这个转换过程不会总是一帆风顺，事实上，除了几个经典的网络，或者极其简单的网络外，一般都会有各种各样的问题，这是不同软件生态之间磨合必然的代价。

在macOS上使用Python脚本验证CoreML模型

1，查看网络结构

使用Netron软件可以直接打开CoreML模型来查看网络结构和参数，除此之外，还可以使用下面的代码来查看.mlmodel模型文件网络结构(该代码可以运行在Linux/Mac/Win上）：

import sys
import coremltools
from coremltools.models.neural_network import flexible_shape_utils
spec = coremltools.utils.load_spec('syszux_scene.mlmodel')
print(spec)

2，直接在macOS上使用CoreML模型进行推理测试

使用下面的代码可以在手机之外debug CoreML模型（该代码只能运行在Mac OS上）：

from PIL import Image
import coremltools
import numpy as np
mlmodel = coremltools.models.MLModel('gemfield.mlmodel')
pil_img = Image.open('civilnet.jpg')
pil_img = pil_img.resize((768,1280))

#forward
out = mlmodel.predict({'gemfield': pil_img})
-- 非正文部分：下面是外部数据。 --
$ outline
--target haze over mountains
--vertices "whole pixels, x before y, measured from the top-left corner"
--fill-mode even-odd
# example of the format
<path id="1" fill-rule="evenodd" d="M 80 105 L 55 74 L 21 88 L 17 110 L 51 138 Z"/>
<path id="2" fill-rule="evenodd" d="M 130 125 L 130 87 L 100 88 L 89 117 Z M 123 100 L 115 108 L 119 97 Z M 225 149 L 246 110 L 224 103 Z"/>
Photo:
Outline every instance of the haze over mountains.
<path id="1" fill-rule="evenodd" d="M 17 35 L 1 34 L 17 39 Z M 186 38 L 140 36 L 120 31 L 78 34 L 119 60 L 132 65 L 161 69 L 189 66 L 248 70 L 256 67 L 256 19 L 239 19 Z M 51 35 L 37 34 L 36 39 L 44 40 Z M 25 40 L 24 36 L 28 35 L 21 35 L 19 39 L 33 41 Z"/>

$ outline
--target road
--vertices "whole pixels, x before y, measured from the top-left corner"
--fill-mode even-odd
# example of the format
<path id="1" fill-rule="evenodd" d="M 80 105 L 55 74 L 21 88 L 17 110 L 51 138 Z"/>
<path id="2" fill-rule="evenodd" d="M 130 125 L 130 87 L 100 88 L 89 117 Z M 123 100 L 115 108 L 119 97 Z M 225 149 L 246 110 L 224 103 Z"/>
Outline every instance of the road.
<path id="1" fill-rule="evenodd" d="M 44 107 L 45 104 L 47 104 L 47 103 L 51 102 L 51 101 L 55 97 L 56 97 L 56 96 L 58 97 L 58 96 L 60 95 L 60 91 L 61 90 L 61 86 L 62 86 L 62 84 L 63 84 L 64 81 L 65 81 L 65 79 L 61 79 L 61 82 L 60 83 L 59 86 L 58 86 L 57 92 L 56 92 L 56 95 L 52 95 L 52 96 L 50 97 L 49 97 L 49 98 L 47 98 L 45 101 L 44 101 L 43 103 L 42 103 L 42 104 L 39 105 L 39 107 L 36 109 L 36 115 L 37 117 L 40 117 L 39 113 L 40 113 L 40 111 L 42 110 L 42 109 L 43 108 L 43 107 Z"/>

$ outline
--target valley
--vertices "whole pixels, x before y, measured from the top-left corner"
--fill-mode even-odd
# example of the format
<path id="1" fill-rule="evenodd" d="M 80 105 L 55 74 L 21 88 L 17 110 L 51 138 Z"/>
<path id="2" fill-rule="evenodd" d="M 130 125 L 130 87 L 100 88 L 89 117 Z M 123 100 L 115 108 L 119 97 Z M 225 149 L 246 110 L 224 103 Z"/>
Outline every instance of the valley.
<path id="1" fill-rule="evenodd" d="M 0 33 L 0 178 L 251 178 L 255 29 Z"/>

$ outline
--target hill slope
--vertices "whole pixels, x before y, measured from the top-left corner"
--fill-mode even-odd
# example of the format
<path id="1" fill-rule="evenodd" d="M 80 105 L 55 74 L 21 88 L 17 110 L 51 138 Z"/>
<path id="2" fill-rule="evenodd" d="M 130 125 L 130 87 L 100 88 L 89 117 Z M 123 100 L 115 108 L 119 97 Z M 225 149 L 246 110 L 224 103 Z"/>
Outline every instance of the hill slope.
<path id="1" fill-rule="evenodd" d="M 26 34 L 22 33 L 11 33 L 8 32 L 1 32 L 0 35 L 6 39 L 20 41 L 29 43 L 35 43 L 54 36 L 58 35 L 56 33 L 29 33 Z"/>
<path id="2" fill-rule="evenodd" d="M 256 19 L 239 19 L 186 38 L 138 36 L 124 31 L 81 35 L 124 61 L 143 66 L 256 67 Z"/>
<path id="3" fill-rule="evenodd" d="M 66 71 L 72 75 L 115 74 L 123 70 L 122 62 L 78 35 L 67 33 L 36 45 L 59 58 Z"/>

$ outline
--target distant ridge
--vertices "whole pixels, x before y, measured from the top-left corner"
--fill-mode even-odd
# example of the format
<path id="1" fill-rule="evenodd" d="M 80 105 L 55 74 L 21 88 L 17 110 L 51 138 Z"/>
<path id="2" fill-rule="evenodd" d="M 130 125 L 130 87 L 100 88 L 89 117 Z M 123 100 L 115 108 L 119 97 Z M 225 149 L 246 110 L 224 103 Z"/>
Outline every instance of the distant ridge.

#visualize the model output
b = np.argmax(out['gemfieldout'],0)
im = np.where(b==1,255,0)
im = im.astype(np.uint8)
im=Image.fromarray(im)
im.show()

如果遇到错误：Required input feature not passed to neural network，则是因为输入输出的名字不匹配。

要想在Mac OS上执行上面的脚本，需要安装如下依赖：

sudo easy_install pip
pip install --user pillow
pip install --user coremltools

集成到XCode上然后在iOS上验证该模型

有了mlmodel文件后，便可将其加入到xcode工程中，最终将算法部署到iOS上。这个时候你需要一位熟练的iOS开发者。注意：如果你使用了vision框架配合CoreML处理图片的输入，切记VNCoreMLRequest这个类的实例上的imageCropAndScaleOption属性，因为默认的值会导致vision从中间将你的输入图片crop为正方形。你可以更改该属性的值来改变这个状况：

request.imageCropAndScaleOption = .scaleFill

CoreML模型的输入

CoreML模型期待的输入是什么格式的图像呢？我们从3个方面来说：

1，RGB或者BGR？大多数模型训练的时候使用的是RGB像素顺序，而Caffe使用的是BGR。如果你的神经网络框架使用的是OpenCV来加载图像（又没有做其它处理的话），那么大概率使用的也是BGR像素顺序。

2，是否归一化？0～255还是0～1？

3，是否进行normalization？适用normalized = (data - mean) / std 对每个像素进行计算？

另外，有些模型自带layer用来进行图像的预处理，这个不在Gemfield本文的讨论范围之内，需要你仔细检查。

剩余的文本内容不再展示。